This week, Governor Doug Ducey announced that Arizona had welcomed its first group of Afghan evacuees on Sunday, and more are on their way.
The arrival is part of a plan by the Biden administration to resettle tens of thousands of people who fled the country over the last few weeks.
Aaron Rippenkroeger with the International Rescue Committee (IRC) in Arizona said his organization is helping 18 Afghans so far and he expects hundreds more to resettle in Phoenix or Tucson in the coming months.
For years, groups like the IRC have worked with the U.S. government to resettle refugees.
But Rippenkroeger said unlike some other refugee populations, who may have spent years in refugee camps before U.S. resettlement, many of the Afghan families arriving now are reeling from extreme trauma they experienced in just the last few weeks.
"The scenes from the Kabul airport are a clear example of that," he said. "Things are still going to be really raw for them, and they’re still going to be processing what they’ve just been through for some time to come, it’s just going to be really important that we find ways to support them through that process."
Rippenkroeger said the IRC is looking into how to bulk up mental health services and support to help families address that trauma. He also said in the harried effort to flee their country, many people have visas with missing information, or may have family elsewhere in the U.S. that they may need to leave Arizona to connect with. Those factors will change the way they are resettled, Rippenkroeger said, and it will take time.
Families receiving care from the IRC in Arizona and across the country are being flown to the U.S. from American military bases around the world after being air lifted out of Afghanistan. Rippenkroeger said there are still more families who didn't make it on those flights and may still be trying to get out through other means.
Rocío Castañeda, with the legal advocacy group Florence Immigrant and Refugee Rights Project, said her organization is trying to plan for the possibility of some families coming to the U.S.-Mexico border.

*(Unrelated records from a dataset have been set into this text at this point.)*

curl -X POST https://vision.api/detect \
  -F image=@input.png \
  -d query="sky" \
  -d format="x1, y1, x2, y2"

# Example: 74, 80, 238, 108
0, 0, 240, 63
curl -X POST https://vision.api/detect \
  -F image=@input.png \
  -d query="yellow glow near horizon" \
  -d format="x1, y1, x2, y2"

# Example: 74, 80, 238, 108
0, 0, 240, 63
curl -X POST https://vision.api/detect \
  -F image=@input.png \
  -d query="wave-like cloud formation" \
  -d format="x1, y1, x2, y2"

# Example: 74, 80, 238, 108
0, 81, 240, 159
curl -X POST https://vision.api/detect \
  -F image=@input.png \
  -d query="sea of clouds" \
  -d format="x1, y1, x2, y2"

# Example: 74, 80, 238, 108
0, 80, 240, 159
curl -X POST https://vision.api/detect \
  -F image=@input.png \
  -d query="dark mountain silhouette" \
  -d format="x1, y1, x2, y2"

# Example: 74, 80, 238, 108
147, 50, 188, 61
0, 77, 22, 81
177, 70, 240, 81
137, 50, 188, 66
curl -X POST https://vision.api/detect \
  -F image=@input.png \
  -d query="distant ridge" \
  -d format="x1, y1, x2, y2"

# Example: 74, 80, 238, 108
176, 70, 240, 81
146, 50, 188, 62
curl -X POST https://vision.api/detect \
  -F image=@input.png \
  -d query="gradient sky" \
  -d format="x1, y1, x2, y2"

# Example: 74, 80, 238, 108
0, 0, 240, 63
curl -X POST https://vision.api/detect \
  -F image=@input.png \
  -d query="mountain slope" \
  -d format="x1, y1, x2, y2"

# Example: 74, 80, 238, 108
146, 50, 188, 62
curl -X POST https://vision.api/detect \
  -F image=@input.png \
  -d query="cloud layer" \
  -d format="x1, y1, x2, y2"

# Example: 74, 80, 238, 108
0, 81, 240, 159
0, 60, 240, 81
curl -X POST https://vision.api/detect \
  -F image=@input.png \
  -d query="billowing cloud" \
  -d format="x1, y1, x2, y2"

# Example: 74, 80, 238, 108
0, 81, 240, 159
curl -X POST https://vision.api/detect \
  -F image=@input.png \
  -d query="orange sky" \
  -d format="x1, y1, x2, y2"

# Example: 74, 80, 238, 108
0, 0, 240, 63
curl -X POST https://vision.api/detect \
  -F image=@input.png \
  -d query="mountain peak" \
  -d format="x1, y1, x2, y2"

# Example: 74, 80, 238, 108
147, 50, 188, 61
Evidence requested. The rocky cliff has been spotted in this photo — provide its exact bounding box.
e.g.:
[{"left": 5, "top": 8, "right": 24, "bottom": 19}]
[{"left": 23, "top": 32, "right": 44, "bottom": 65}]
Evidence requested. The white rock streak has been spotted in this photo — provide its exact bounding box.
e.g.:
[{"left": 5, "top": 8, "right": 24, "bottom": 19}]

"We are preparing to see Afghans who were not able to make it out by the deadline given by the Biden administration, arrive at our border in Nogales," she said.
But she added that, like thousands of other waiting at the border, they will likely be stuck.
"We are preparing like we have with other asylum seekers to meet them ... and essentially give them the bad news that there is no access to asylum at the border," she said.
Castañeda said as long as policies like the Migrant Protection Protocols and Title 42 remain in place, all asylum seekers have to wait in Mexico, almost no one will have their claims processed for now. She said it's likely that will still be the case for Afghans.